もちろん、患者さんのことを真剣に考えようとする姿勢は素晴らしいですし、これからも大切にしてほしいと思います。しかし、限られた知識や経験、そして思い込みや先入観が影響すると、どうしても患者さんを捉える視点が狭くなってしまい、その結果、患者さんの本当の問題やニーズに気づけなくなることがあります。
また、この機会にぜひ覚えておいてほしいのですが、アセスメントというのは「調べながら書く」ものであり、「考えながら書く」ものではありません。アセスメントの基本は、根拠となる基礎知識と実際の患者さんの状態を照らし合わせながら、情報を整理し、意味づけや解釈を行い、要因を分析することです。

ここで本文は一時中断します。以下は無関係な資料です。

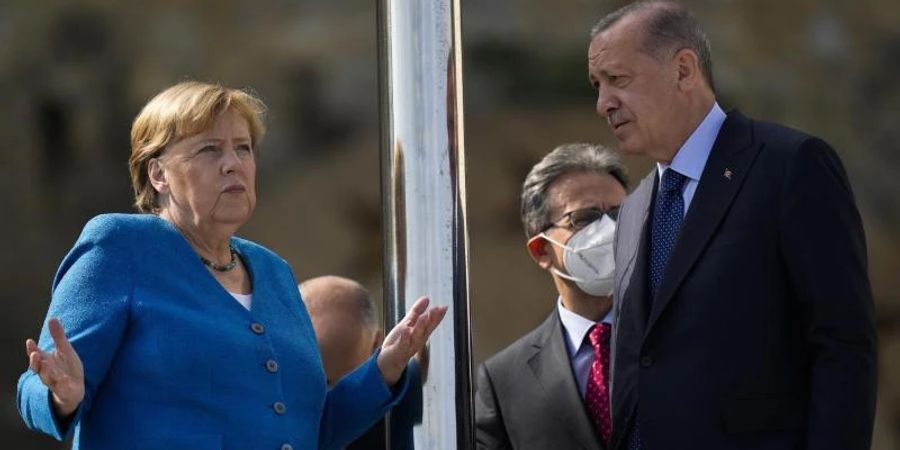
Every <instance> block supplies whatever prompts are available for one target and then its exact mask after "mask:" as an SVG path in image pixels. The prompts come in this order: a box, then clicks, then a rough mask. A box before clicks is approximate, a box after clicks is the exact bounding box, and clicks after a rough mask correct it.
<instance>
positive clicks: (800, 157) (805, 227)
mask: <svg viewBox="0 0 900 450" xmlns="http://www.w3.org/2000/svg"><path fill="white" fill-rule="evenodd" d="M588 73H589V76H590V79H591V81H592V82H593V85H594V87H595V88H596V89H597V112H598V113H599V114H600V115H601V116H602V117H603V118H605V119H606V120H607V122H608V124H609V126H610V128H611V129H612V132H613V134H614V135H615V137H616V139H617V140H618V141H619V143H620V146H621V148H622V150H623V151H625V152H627V153H632V154H642V155H645V156H647V157H649V158H652V159H653V160H655V161H656V163H657V164H656V167H654V169H653V170H652V172H651V173H650V174H648V175H647V177H646V178H645V179H644V180H643V181H642V182H641V183H640V185H639V186H638V187H637V188H636V189H635V191H634V192H633V193H632V194H631V195H630V196H629V197H628V199H627V200H626V201H625V203H624V204H623V206H622V211H621V214H620V215H619V225H620V226H619V228H618V235H617V237H616V288H615V294H614V295H615V299H616V306H615V308H616V331H615V336H614V339H613V349H614V350H613V352H614V355H613V360H614V362H613V380H612V387H611V390H612V408H613V430H614V431H613V448H616V449H628V450H641V449H646V450H668V449H692V450H707V449H708V450H720V449H745V450H753V449H760V450H763V449H765V450H774V449H835V450H838V449H840V450H863V449H868V448H869V445H870V441H871V435H872V423H873V417H874V410H875V385H876V383H875V378H876V376H875V374H876V337H875V326H874V318H873V316H874V314H873V302H872V294H871V291H870V288H869V280H868V274H867V269H866V246H865V238H864V236H863V227H862V223H861V220H860V216H859V213H858V211H857V209H856V205H855V201H854V198H853V193H852V191H851V189H850V185H849V183H848V181H847V175H846V173H845V171H844V168H843V166H842V165H841V162H840V159H839V158H838V156H837V154H836V153H835V151H834V150H833V149H832V148H831V147H830V146H829V145H828V144H827V143H826V142H824V141H823V140H821V139H819V138H817V137H815V136H811V135H809V134H806V133H803V132H801V131H797V130H793V129H790V128H788V127H784V126H781V125H777V124H773V123H768V122H764V121H759V120H754V119H751V118H748V117H745V116H744V115H742V114H741V113H740V112H737V111H734V110H732V111H730V112H728V113H725V112H724V111H723V110H722V109H721V108H720V107H719V104H718V103H717V102H716V95H715V94H716V92H715V88H714V84H713V76H712V63H711V56H710V48H709V43H708V42H707V39H706V36H705V34H704V33H703V30H702V28H701V27H700V25H699V23H698V22H697V20H696V19H695V18H694V16H693V15H692V14H691V13H690V12H689V11H687V10H686V9H685V8H684V7H683V6H681V5H679V4H675V3H668V2H638V3H632V4H629V5H628V6H626V7H624V8H623V9H620V10H619V11H616V12H614V13H611V14H609V15H608V16H606V17H604V18H603V19H601V21H600V22H599V23H598V24H597V26H596V27H595V28H594V30H593V32H592V39H591V43H590V46H589V49H588Z"/></svg>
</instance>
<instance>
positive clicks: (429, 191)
mask: <svg viewBox="0 0 900 450" xmlns="http://www.w3.org/2000/svg"><path fill="white" fill-rule="evenodd" d="M459 13H460V12H459V1H458V0H425V1H421V0H379V1H378V33H379V39H378V41H379V55H378V56H379V58H378V61H379V71H380V82H381V86H380V88H381V89H380V94H381V95H380V98H381V121H382V124H381V130H382V139H381V151H382V156H381V183H382V202H383V211H384V246H385V247H384V248H385V251H384V278H385V279H384V281H385V283H384V286H385V295H384V299H385V302H384V303H385V327H386V329H390V327H392V326H393V325H394V324H396V323H397V321H398V320H400V319H401V318H402V316H403V314H404V312H405V311H406V310H407V309H409V307H410V306H412V303H413V302H414V301H415V300H416V298H417V297H418V296H420V295H426V294H427V295H428V296H429V297H430V298H431V299H432V302H433V303H434V304H438V305H447V306H449V311H448V312H447V317H446V318H445V319H444V323H443V324H442V325H441V326H440V327H438V329H437V330H436V331H435V333H434V334H433V335H432V337H431V341H430V353H431V354H430V364H429V368H428V377H427V382H426V383H425V385H424V386H423V399H424V405H423V420H422V424H421V425H419V426H416V427H415V429H414V435H415V439H414V440H415V448H416V449H419V450H424V449H428V450H456V449H471V448H474V431H473V430H474V426H473V418H472V403H473V402H472V382H471V380H472V367H471V357H470V354H471V338H470V335H469V329H470V326H469V305H468V268H467V255H468V235H467V233H466V220H465V218H466V205H465V158H464V151H463V148H464V145H463V121H462V111H463V109H462V66H461V48H460V21H459ZM387 428H388V429H390V427H387ZM389 448H390V447H389Z"/></svg>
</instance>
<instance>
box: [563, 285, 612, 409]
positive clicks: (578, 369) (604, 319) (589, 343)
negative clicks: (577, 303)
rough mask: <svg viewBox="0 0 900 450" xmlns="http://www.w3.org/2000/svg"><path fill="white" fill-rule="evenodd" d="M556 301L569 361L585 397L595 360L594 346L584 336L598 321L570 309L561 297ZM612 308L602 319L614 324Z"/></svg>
mask: <svg viewBox="0 0 900 450" xmlns="http://www.w3.org/2000/svg"><path fill="white" fill-rule="evenodd" d="M556 303H557V304H556V307H557V308H558V309H559V319H560V321H561V322H562V325H563V330H565V332H566V339H565V341H566V349H568V350H569V362H571V363H572V373H574V374H575V384H576V385H577V386H578V392H579V393H581V398H584V394H585V392H587V379H588V374H589V373H590V370H591V363H592V362H594V348H593V347H592V346H591V344H590V342H587V341H586V339H585V338H584V337H585V336H586V335H587V333H588V331H590V329H591V327H592V326H594V324H596V323H597V322H594V321H593V320H590V319H586V318H584V317H581V316H579V315H578V314H575V313H573V312H572V311H569V310H568V309H566V307H565V306H563V304H562V299H561V298H560V299H558V300H557V302H556ZM612 310H613V309H612V308H610V309H609V312H608V313H606V317H604V318H603V320H602V322H603V323H608V324H610V325H612V324H613V311H612Z"/></svg>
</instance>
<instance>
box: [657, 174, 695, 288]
mask: <svg viewBox="0 0 900 450" xmlns="http://www.w3.org/2000/svg"><path fill="white" fill-rule="evenodd" d="M686 179H687V177H685V176H684V175H682V174H680V173H678V172H676V171H674V170H672V169H666V171H665V172H664V173H663V178H662V181H661V182H660V184H659V192H658V193H657V195H656V208H655V209H654V211H653V229H652V231H651V233H652V234H651V244H650V245H651V246H650V299H651V302H652V301H655V299H656V293H657V291H658V290H659V282H660V281H662V276H663V273H664V272H665V269H666V264H667V263H668V262H669V255H671V254H672V248H673V247H675V240H676V239H677V238H678V230H680V229H681V221H682V220H683V219H684V198H683V197H682V196H681V186H682V185H684V181H685V180H686Z"/></svg>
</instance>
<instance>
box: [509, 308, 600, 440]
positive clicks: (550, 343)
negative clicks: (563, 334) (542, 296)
mask: <svg viewBox="0 0 900 450" xmlns="http://www.w3.org/2000/svg"><path fill="white" fill-rule="evenodd" d="M541 330H542V331H543V333H542V335H541V337H540V338H539V339H538V340H536V341H535V342H534V343H533V344H532V345H533V346H534V348H535V353H534V355H532V356H531V357H530V358H528V365H529V366H530V367H531V370H532V371H533V372H534V376H535V378H536V379H537V380H538V383H539V384H540V386H541V388H543V394H544V395H543V399H542V400H541V403H542V404H544V405H546V413H547V417H548V418H549V420H558V421H560V422H561V423H562V424H563V425H564V426H565V427H566V428H567V429H568V430H569V431H570V432H571V434H572V436H573V437H574V439H575V440H577V441H578V442H580V443H581V445H582V446H583V447H584V448H586V449H590V450H602V449H603V448H602V447H601V446H600V439H599V438H598V437H597V436H596V434H595V432H594V426H593V425H592V424H591V421H590V419H589V417H588V414H587V410H586V409H585V407H584V402H583V401H582V399H581V395H580V394H579V392H578V387H576V386H575V376H574V375H573V374H572V366H571V363H570V362H569V353H568V350H567V349H566V344H565V342H564V341H563V329H562V324H561V323H560V320H559V313H558V312H556V311H554V312H553V314H551V315H550V317H549V318H547V320H546V321H545V322H544V324H543V325H541ZM533 394H535V395H536V394H538V393H537V392H535V393H533ZM523 395H528V393H523ZM535 420H543V419H541V418H535Z"/></svg>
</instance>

根拠と照らし合わせながらひとつひとつの作業を進めるには、多くの時間と労力を要します。時には遠回りのように感じることもあるかもしれませんし、手っ取り早く終わらせたいという思いもあるかもしれません。しかし、この基本に沿ってアセスメントを進めることで、患者さんの状態をより多角的に捉えた「深みのあるアセスメント」が可能になります。皆さんにはぜひ、深みのあるアセスメントを通して、患者さんにとって本当に必要な看護介入を考えられる看護師さんを目指してほしいと思います。

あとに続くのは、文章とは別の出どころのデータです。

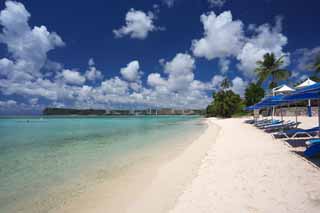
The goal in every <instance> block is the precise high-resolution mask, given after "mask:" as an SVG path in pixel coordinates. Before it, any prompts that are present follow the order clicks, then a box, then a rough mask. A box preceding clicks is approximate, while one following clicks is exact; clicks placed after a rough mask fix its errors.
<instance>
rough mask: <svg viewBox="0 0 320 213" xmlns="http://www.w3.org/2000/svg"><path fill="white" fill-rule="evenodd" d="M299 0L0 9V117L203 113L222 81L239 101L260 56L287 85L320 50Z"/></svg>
mask: <svg viewBox="0 0 320 213" xmlns="http://www.w3.org/2000/svg"><path fill="white" fill-rule="evenodd" d="M319 6H320V2H319V1H317V0H309V1H308V2H307V3H305V2H302V1H298V0H291V1H289V0H279V1H275V0H260V1H256V0H255V1H254V0H242V1H236V0H198V1H190V0H189V1H183V0H157V1H156V0H154V1H151V0H130V1H129V0H127V1H125V0H118V1H104V0H93V1H90V3H88V2H87V1H75V0H68V1H63V0H56V1H1V3H0V11H1V12H0V28H1V29H0V30H1V32H0V113H1V114H17V113H20V114H29V113H39V112H40V111H41V110H42V109H43V108H44V107H46V106H57V107H78V108H88V107H90V108H145V107H174V108H204V107H205V106H206V105H207V104H208V103H209V102H210V101H211V93H212V91H214V90H217V89H219V84H220V82H221V80H222V79H223V78H224V77H225V76H227V77H228V78H229V79H230V80H232V82H233V87H232V89H233V90H234V91H235V92H237V93H239V94H243V91H244V89H245V87H246V85H247V84H248V83H250V82H252V81H255V80H256V76H255V73H254V71H253V70H254V67H255V62H256V61H257V60H259V59H260V58H261V57H262V55H263V54H264V53H266V52H274V53H275V54H276V55H277V56H280V55H284V54H285V55H287V57H286V68H287V69H289V70H290V71H292V73H293V76H292V78H291V79H290V82H289V84H290V83H293V82H295V81H299V80H301V79H304V78H306V77H307V76H308V75H310V71H308V70H307V68H306V67H307V65H308V63H310V60H311V59H312V58H313V57H314V56H315V55H316V54H317V53H318V52H319V51H320V47H319V29H317V27H316V26H317V25H316V23H318V22H319V21H320V15H319V13H318V8H319Z"/></svg>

『浅いアセスメント』を劇的に深める!3つの改善ポイント
ここでは、アセスメントを深めるための3つの具体的な改善ポイントを、実際のアセスメントの記載例をもとに解説します。
1.アセスメントのために必要な情報を網羅的に収集する
患者さんの状態を評価するために必要な情報を網羅的に収集できているかどうかは、アセスメントの深さと正確さに直結する重要なポイントです。疾患や病態生理などの基礎知識と照らし合わせながら、情報の不足や偏りがないよう、具体的かつ多角的な情報収集を行いましょう。
2.根拠に基づいて情報を意味づけし、解釈する
根拠に基づいて情報の意味づけや解釈を行うことは、アセスメントの信頼性を高めるために不可欠です。情報を正しく解釈することで、症状の背景や病態をより正確に理解し、適切な看護介入を検討できます。基礎知識と照らし合わせながら、収集した情報の意味を深く掘り下げ、精度の高いアセスメントにつなげましょう。
3.看護介入が必要な要因を多角的に分析する
看護介入が必要な要因を、根拠に基づいて多角的に分析することは、アセスメントの精度を高め、患者さんにとって最も効果的な看護介入を行うために欠かせません。複数の要因を考慮し、具体的なデータや症状と照らし合わせながら分析を行い、患者さんの本当の問題やニーズを明らかにしていきましょう。
いかがでしたか?
アセスメントにおいて十分な情報収集と根拠に基づいた深い分析・解釈を行うことで、患者さんの問題やニーズをより正確に把握できます。その結果、より適切で効果的な看護介入が可能になります。
最初は難しく感じるかもしれませんが、アセスメントのスキルを高めることは看護師としての成長に不可欠なステップです。患者さんへの質の高いケアにつなげるためにも、前向きに取り組んでいきましょう。
読者の皆さんが楽しく充実した実習を過ごせることを願っています。看護学生としてのさらなる成長を目指して、一緒に頑張りましょうね!